Their research opportunity 6 ("Improve tools for evaluating testing effectiveness.") would improve this, I'd love to work on this one day. It's very easy to have generators that just generate basically the same valid values that are used the same way. For example, if you check validity of a string argument, it might make sense to select between just two string values (one valid, one invalid) instead of using a generic string generator and trying wasting testing time/iterations trying different valid and invalid strings.

(Then test your string validity check separately with random strings, if needed.)

The users here also seem to have side-stepped the issues with some of the older PBT libraries like Haskell's QuickCheck, which associates generators and shrinkers with types, which doesn't make sense. Most types are simply too general for what they're representing. It makes sense to test with everything that e.g. a function can take, but you also want to test with e.g. only valid values, or only with some arguments valid and others truly random etc. for good test coverage. This is related to the previous point, it's too easy to spend a lot of test time/iterations trying the same code paths.

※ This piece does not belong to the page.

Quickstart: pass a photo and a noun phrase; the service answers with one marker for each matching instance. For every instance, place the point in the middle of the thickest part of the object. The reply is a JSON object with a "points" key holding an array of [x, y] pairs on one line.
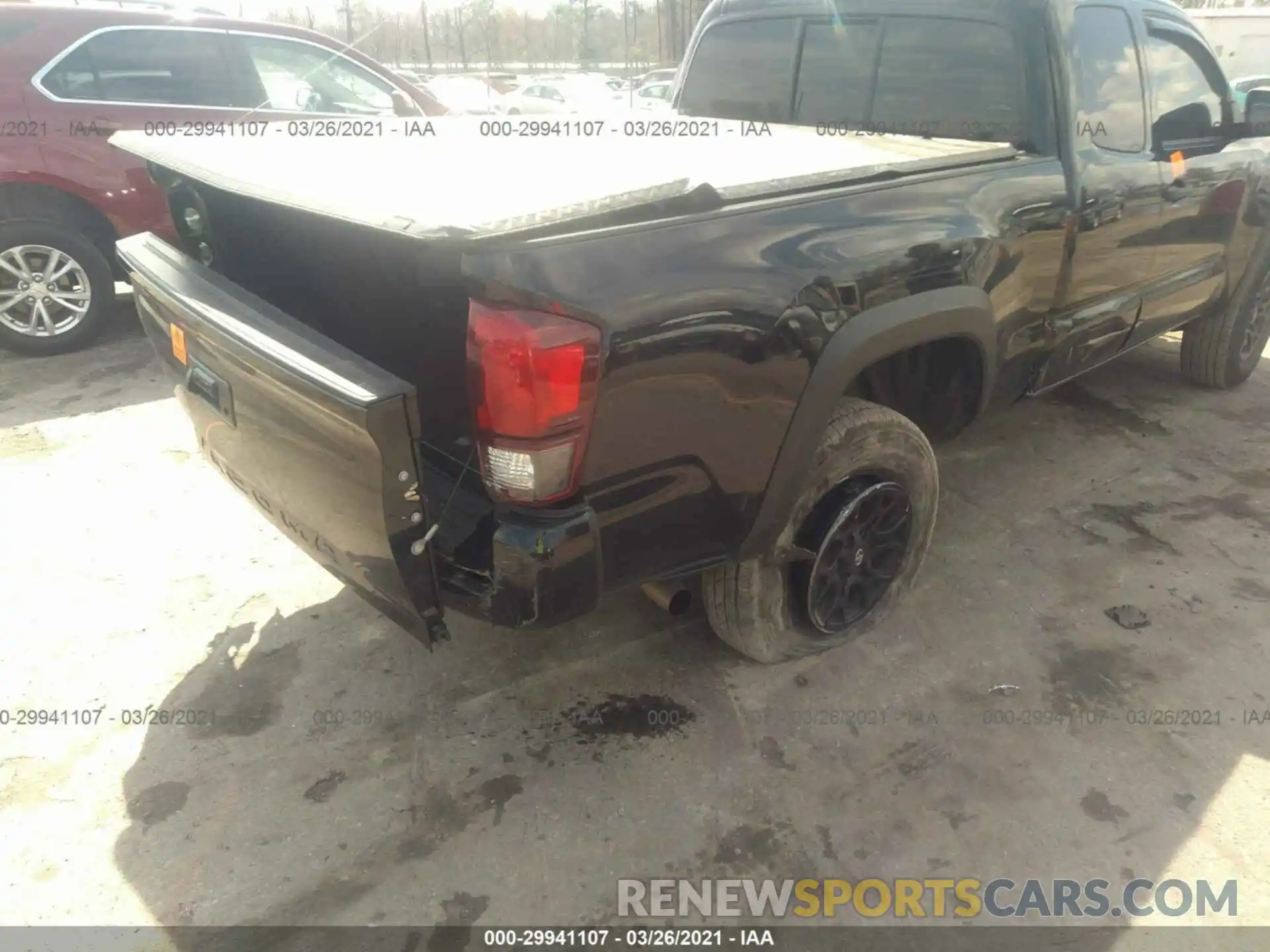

I'd also love to see some code with properties checked, and complex generators etc. AFAIK there aren't a lot of open source code taking PBT seriously and applying it to large software that can't afford to go wrong or even stop working with an exception/panic/etc.

ahelwer

IMO a lot of the benefit of property-based testing comes from the process of harnessing your test target so it can be run in a PBT-supporting way. At that point you can just use the property-checking function to quickly but manually write a lot of test cases covering all the functionality you are interested in. Turning test cases into data instead of code is wonderful. Writing a generator for that data can be quite difficult; I am reminded of Knuth’s remarks in Stanford Graphbase about the difficulty of generating interesting random graphs, leading him to painstakingly curate appropriate real-world datasets instead.

cole-k

Not an expert myself, but I know of this related paper: https://dl.acm.org/doi/pdf/10.1145/3764068

(disclaimer: I know of it because I've talked to the authors before)